Sum of all integers from n to 2n

In summary, the problem is asking for the sum of all even numbers from 0 to 2n for any positive integer n. After some confusion about the wording, the correct understanding is that the even values from 0 to 4 should be included when n=2, resulting in a sum of 6. The formula (n^n)+n is proposed as a solution, but it is pointed out that this only works for adding all even numbers, whereas Gauss's formula is more general for adding all numbers. Suggestions for solving the problem are given, including considering the sum of all numbers from 1 to n and then multiplying by 2, and using a similar technique to Gauss's method.
  • #1
iamhumble
28
0

Homework Statement



What is the sum of all the even numbers from 0 to 2n, for any positive integer n?

Homework Equations



does not apply

The Attempt at a Solution



On any other day I would be able to solve the problem within seconds. However, my brain is fried beyond repair at the moment.

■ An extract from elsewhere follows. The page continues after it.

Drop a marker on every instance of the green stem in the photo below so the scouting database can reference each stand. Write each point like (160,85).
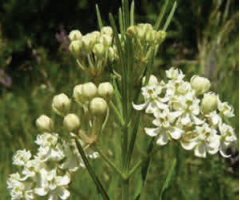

First, I want to know if I understand the question correctly. So, I have the equation "0 to 2n" and when "n = 2" the equation will now be "0 to 4". Now, when I sum up all the even integers do I also include 4 or not? The word "to" is messing it up. I know it is lame but I can't think straight now.

I believe that I do include the even values from 0 to 4 when "n=2". If this is the case, the sum will be 2 + 4 = 6.

Here are other sum values I have computated:

when n = 3, sum is 2 + 4 + 6 = 12
when n = 4, sum is 2 + 4 + 6 + 8 = 20
when n = 5, sum is 2 + 4 + 6 + 8 + 10 = 30​

I have be doing my best to develop an equation to satisfy the sum for any positive inter n and the only thing I could come up with is this.

given a positive n integer, take (n^n) + n to get the sum of all the even positive integer value​

Wait. I just figured out the equation!

All I am asking assistance for is if I have the correct understanding above. Any suggestions will be nice.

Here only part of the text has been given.